„Man muss kein Ingenieur sein, um zu helfen.“
Nicht nur Ärzte, auch Ingenieure arbeiten grenzenlos: Die Regensburger Regionalgruppe der Ingenieure ohne Grenzen richtet zum Beispiel gerade eine Berufsschule für Erneuerbare Energien im Senegal ein.
Von David Liese
„Ärzte ohne Grenzen kennt jeder“, sagt Nils Dalisson nicht ohne ein kleines Schmunzeln, „aber bei Ingenieuren ohne Grenzen müssen die meisten nochmal nachfragen.“ Und das, obwohl die Hilfsorganisation deutschlandweit etwa 650 Freiwillige in 32 Regionalgruppen zählt. Regensburg ist eine davon – hier engagieren sich aktuell etwa 40 Aktive. Darunter sind auch Dalisson, der ein Bachelor-Studium in Regenerativen Energien absolviert hat und aktuell seinen Master in Energienetzen macht, und Lukas Schade, ein studierter Physiker.
Vom Prinzip her ist die seit 2003 bestehende gemeinnützige Organisation den Ärzten ohne Grenzen schließlich gar nicht so unähnlich. Auch die Ingenieure leisten Hilfe in Entwicklungsländern – nur eben nicht medizinisch, sondern technisch. In Regensburg zum Beispiel befasst man sich aktuell mit dem Ausbau einer Schule im Senegal, an der Einheimische künftig eine Ausbildung in den Fächern Erneuerbare Energie und Photovoltaik absolvieren können sollen.

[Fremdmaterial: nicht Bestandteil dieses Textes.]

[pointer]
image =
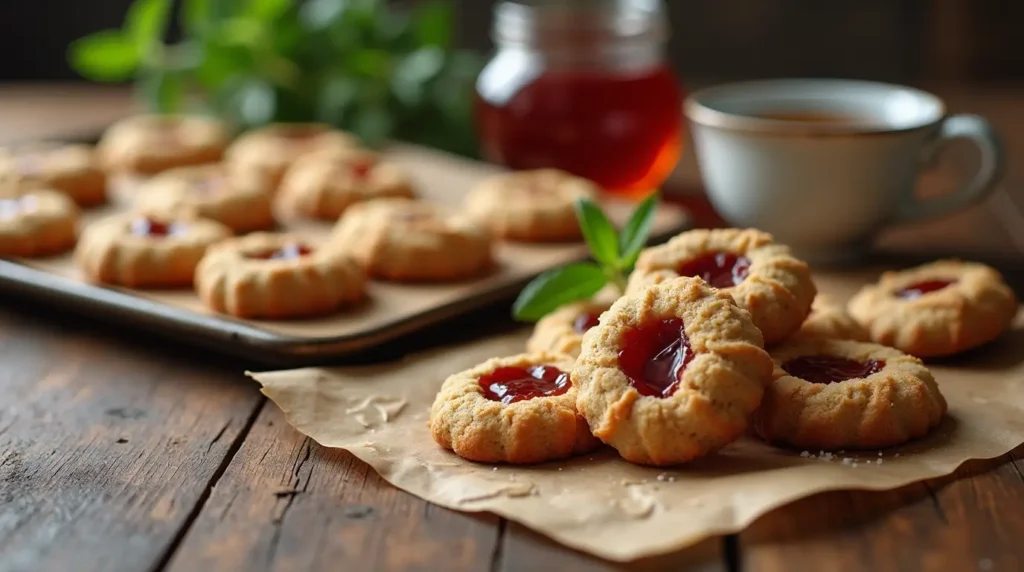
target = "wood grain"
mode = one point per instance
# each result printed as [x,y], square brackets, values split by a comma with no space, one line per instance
[523,550]
[107,446]
[287,503]
[973,520]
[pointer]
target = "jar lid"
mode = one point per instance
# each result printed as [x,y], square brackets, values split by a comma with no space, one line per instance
[551,24]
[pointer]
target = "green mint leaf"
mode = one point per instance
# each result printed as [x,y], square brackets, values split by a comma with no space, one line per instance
[432,24]
[145,22]
[637,229]
[108,55]
[598,232]
[557,288]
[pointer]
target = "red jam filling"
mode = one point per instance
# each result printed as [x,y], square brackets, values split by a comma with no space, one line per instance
[10,208]
[718,269]
[830,368]
[288,252]
[654,356]
[509,385]
[585,321]
[918,290]
[150,227]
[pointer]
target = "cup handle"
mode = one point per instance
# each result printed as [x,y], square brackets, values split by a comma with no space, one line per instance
[977,129]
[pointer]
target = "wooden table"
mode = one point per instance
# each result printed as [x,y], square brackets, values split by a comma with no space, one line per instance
[121,452]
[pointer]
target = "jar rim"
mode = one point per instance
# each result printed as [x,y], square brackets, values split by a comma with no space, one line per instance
[553,23]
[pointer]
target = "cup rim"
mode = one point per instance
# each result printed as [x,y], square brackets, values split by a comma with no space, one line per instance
[700,113]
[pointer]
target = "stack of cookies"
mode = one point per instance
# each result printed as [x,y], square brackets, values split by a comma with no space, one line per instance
[206,213]
[720,332]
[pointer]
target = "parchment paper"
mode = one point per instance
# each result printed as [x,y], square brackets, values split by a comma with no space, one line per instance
[603,506]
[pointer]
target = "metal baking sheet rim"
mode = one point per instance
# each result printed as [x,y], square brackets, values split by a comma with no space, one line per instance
[233,336]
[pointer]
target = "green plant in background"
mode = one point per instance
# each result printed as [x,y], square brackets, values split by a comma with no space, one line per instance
[364,66]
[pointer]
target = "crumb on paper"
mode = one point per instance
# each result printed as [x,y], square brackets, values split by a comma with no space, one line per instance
[386,408]
[391,409]
[639,503]
[516,490]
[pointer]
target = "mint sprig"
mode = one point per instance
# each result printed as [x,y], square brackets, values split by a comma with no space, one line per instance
[614,255]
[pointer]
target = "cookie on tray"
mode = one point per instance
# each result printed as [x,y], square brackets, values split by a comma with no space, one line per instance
[530,206]
[937,309]
[243,204]
[150,144]
[841,394]
[267,275]
[37,222]
[515,409]
[71,169]
[562,331]
[403,239]
[322,185]
[762,276]
[268,151]
[828,318]
[142,250]
[672,372]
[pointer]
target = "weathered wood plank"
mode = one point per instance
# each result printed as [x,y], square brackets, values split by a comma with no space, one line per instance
[107,445]
[971,521]
[287,503]
[524,551]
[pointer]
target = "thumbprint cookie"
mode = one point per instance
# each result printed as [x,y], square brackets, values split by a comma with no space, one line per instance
[841,394]
[271,275]
[150,144]
[322,185]
[403,239]
[562,330]
[762,276]
[37,222]
[515,409]
[72,170]
[937,309]
[530,206]
[829,319]
[142,250]
[671,372]
[268,151]
[241,203]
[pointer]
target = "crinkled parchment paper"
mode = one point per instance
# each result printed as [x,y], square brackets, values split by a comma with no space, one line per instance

Ausbau einer Schule im Senegal: Hilfe zur Selbsthilfe
Die Kinderhilfe Senegal sei mit dem Projekt an sie herangetreten, erzählt Lukas Schade. Von organisatorischen Aufgaben über die Akquise von Geldern bis hin zu konkreten technischen Arbeiten engagiere man sich für die Schule, die in Baila in der Region Ziguinchor im Süden des Senegals gelegen ist. Das Ziel: „Langfristig sollen die Leute den Energiebedarf in ihren Dörfern selbst decken können“, sagt Nils Dalisson. „Es geht aber vor allem auch darum, dass sie das Knowhow haben, um bereits bestehende Anlagen reparieren und instand halten zu können.“
Vier Lehrkräfte wurden von der senegalesischen Regierung für die Ausbildungszweige zugesichert. Zwei davon werden von der Gesellschaft für Internationale Zusammenarbeit (GIZ) ausgebildet. Damit folge das senegalesische Projekt dem Grundprinzip der Ingenieure ohne Grenzen: Hilfe zur Selbsthilfe. „Es bringt gar nichts, wenn man da runtergeht und einen Brunnen baut und dann wieder geht“, erklärt Dalisson. Der Austausch von Fachwissen und allgemein eine konstruktive Zusammenarbeit sei sinnvoller und für beide Seiten fruchtbar.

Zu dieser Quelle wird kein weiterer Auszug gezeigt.